Il Centro studi di Confindustria ha diffuso l’analisi sul costo che il Covid imporrà alla nostra economia nel primo semestre con un crollo del Pil del 10 per cento. “Un meteorite ha colpito l’economia italiana” è l’immagine con cui gli industriali illustrano la collisione del virus-asteroide sulla ricchezza nazionale causando un cratere di perdite pari a 86 miliardi di euro, inglobando nella calamità economica i consumi, gli investimenti e l’export.
Tale quadro deprimente per il Centro studi della Confederazione guidata da Vincenzo Boccia sarebbe l’effetto di un differimento delle misure restrittive per le aziende. Il messaggio che gli industriali affidano al governo è quello di iniziare a pensare, senza improvvisazioni, ad un processo di graduale disigillazione del Paese per evitare che i pronostici di dispersione economica si realizzino con effetti recessivi, scatenando una reazione a catena traumatica sull’occupazione.
Boccia richiama l’Europa ad esercitare quelle azioni straordinarie, obbligate a pronunciarsi dalla sfida corrente, senza le quali si rischia di pregiudicare il nostro modello economico e sociale. L’Unione europea si sta sgretolando per l’egoismo teutonico che in questa fase di eccezionalità vorrebbe applicare meccanismi di prestito esosi (Mes) che equivalgono ad annodare una fune al collo dei paesi che vi accedono.

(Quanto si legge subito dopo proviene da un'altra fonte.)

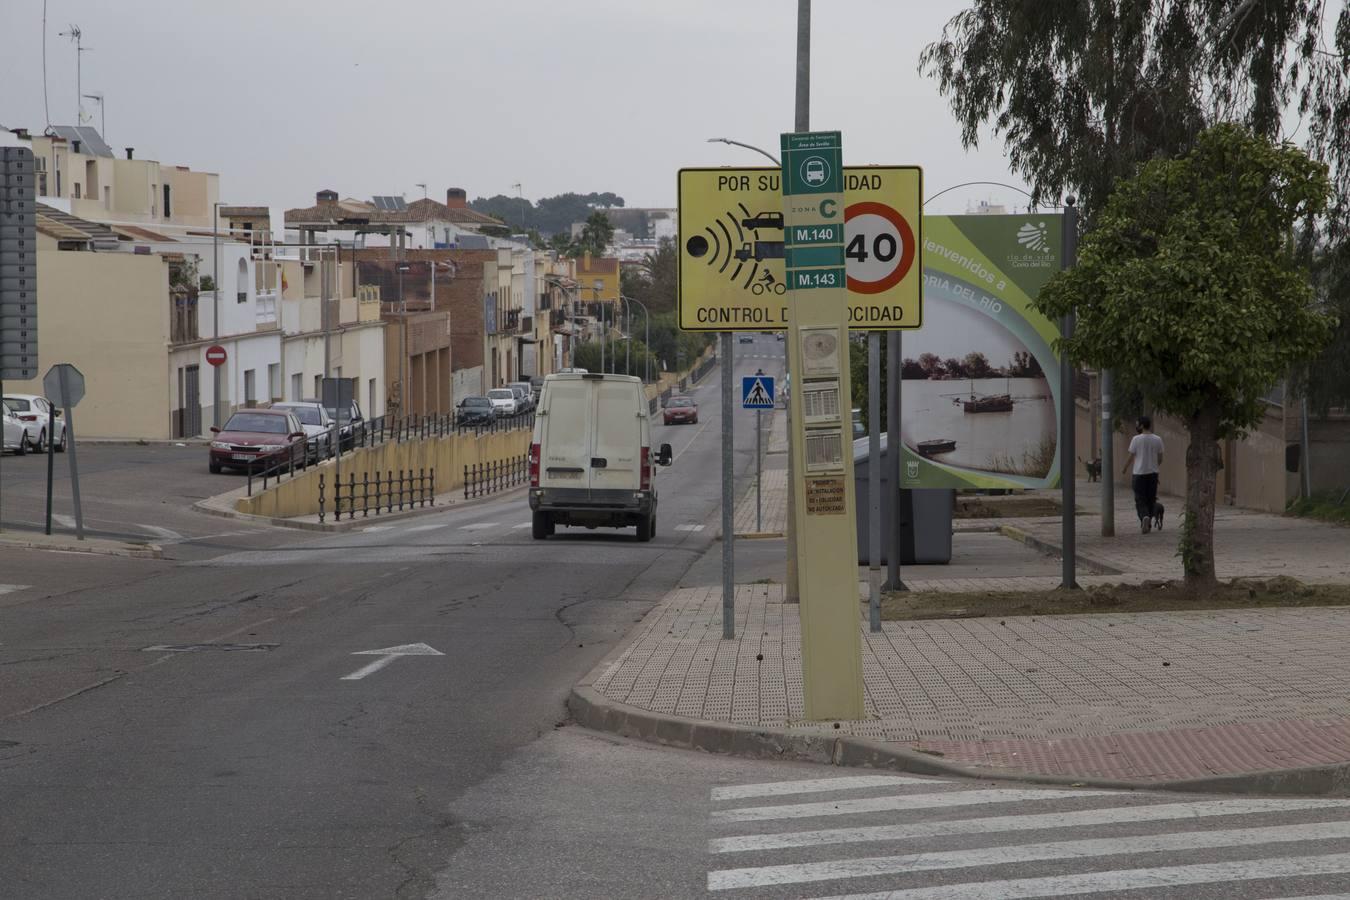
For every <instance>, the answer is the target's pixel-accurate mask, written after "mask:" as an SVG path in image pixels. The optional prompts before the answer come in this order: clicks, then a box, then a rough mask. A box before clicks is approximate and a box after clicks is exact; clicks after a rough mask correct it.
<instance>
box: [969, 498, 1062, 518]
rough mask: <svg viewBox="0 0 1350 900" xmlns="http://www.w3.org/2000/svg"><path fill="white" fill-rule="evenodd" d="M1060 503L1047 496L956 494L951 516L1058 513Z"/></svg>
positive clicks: (1031, 514) (1021, 515)
mask: <svg viewBox="0 0 1350 900" xmlns="http://www.w3.org/2000/svg"><path fill="white" fill-rule="evenodd" d="M1058 514H1060V503H1058V502H1057V501H1053V499H1050V498H1048V497H992V498H991V497H981V495H979V494H972V495H968V497H961V495H957V498H956V510H954V511H953V513H952V517H953V518H1030V517H1034V515H1058Z"/></svg>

La versione usuraia dell’Europa non è compatibile con i principi di solidarietà, su cui il progetto europeo si principiò, e se la loro citazione ha un mero valore scenografico per la recitazione di un europeismo enfatico se ne deduce l’idea mistificante del concetto di Europa.
Abbiamo a presiedere la Commissione europea Ursula von der Leyen, emanazione di Angela Merkel, che dovrebbe rappresentare tutta l’Unione e non solo il Paese che sta disgregando l’edificio comune, imponendo la sua visione parziale e antisolidale. Se i dispositivi finanziari a cui potremmo accedere, per salvare l’intelaiatura produttiva e l’occupazione dallo shock esogeno, venissero negati le ragioni del condominio europeo decadrebbero. L’Italia ha bisogno di ripensare profondamente al proprio ordinamento perché la crisi che si prospetta non va analizzata in termini statici o fotografici, ma utilizzando un criterio dinamico o cinematografico per individuare le tare ereditate da un lungo processo.
Abbiamo servizi pubblici (sanità, giustizia, trasporti, etc.) foraggiati dalla fiscalità generale, ma alla sottrazione di reddito tramite le imposte non è corrisposta la qualità dei servizi degni di un paese civile. Il servizio sanitario soffre dei tagli dei posti letto tant’è che in conseguenza delle politiche di razionalizzazione della spesa dettate da Bruxelles ne sono stati soppressi 40mila, la giustizia è ingolfata da una legislazione complessa che produce incertezza interpretativa negli operatori delle leggi e i trasporti non sono un esempio di efficienza e i casi romani dei bus che vanno in combustione per senescenza sono esemplificativi del degrado.